De gladiatoren verfrischten zich met breede handen-vol water de koppen,
de armen, de schouders, namen een badje....
--Còsmús!!! riepen de boekhandelaren en de zijdeverkoopers. Kom
hier! Hier is een plaats!
Cosmus wenkte, dat hij kwam. En terwijl hij de trappen op klom, knarste
en ratelde het vóor het proscænium en steeg het aularium statig op. Het
was het voorgordijn, dat, om een kabel in de planken en aan ijzeren
staven achter de zuilen, omhoog rees. Want het rees op, tot afsluiting
van het proscænium: het zoû dalen tot verzichtbaring van het tooneel.
Achter het aularium haastten zich de tooneelknechten. Zij deden uit
het afdak van den scæna-muur het achterdoek vallen, dat stelde voor,
in wijking van klassiek perspectief, een straat in Athene.
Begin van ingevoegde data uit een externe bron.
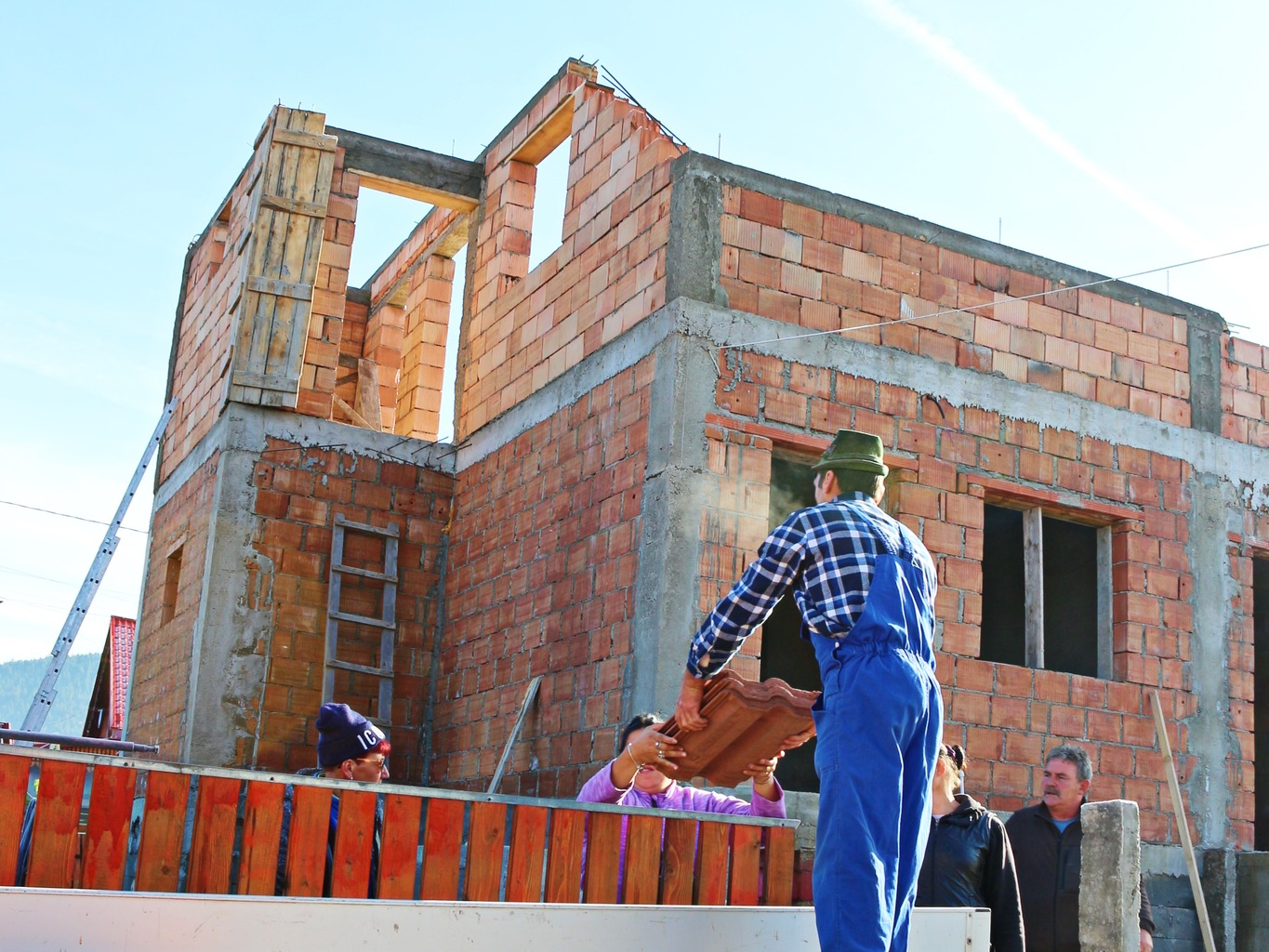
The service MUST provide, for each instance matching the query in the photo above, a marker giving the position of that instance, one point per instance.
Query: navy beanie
(344, 735)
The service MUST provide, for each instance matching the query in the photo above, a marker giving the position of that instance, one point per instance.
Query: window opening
(786, 655)
(549, 198)
(382, 218)
(1046, 597)
(170, 587)
(449, 372)
(1261, 708)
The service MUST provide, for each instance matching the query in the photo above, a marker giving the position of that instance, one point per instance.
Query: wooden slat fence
(111, 823)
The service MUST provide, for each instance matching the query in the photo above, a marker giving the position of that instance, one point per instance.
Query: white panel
(112, 921)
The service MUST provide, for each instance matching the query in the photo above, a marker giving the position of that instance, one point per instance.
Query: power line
(69, 516)
(994, 303)
(59, 582)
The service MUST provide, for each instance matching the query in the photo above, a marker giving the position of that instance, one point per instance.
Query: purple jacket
(601, 789)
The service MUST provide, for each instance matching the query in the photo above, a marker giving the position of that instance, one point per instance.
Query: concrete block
(1252, 918)
(1111, 876)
De scæna
zelve, met haar nissen en beelden en marmer en brons, werd dus geheel
onzichtbaar. En de knechten ter weêrszijden zetten de huiscoulissen
op van Bacchis, de Atheensche deerne en van Nicobulus, den vader van
Mnesilochus. De Atheensche Bacchis zoû gespeeld worden door Cecilius,
die haar tweeling-zuster, Bacchis, die van Creta komt, verwacht;
Nicobulus was de nijdige senex; Mnesilochus heette de zelfbewuste
adulescens. De dominus en de choragi zagen toe: het décor was zéer rijk
van schildering. Het was een verschiet van Grieksche architectuur,
zuilen, een tempel zeer ver, een blauwe lucht, waartegen donkere
cypressen, en het was blank en blauw en donkergroen gehouden. De
beide huizen ter zijde, dat van de deerne, dat van den grijsaard,
waren monumentaal, ook van porticus en poort.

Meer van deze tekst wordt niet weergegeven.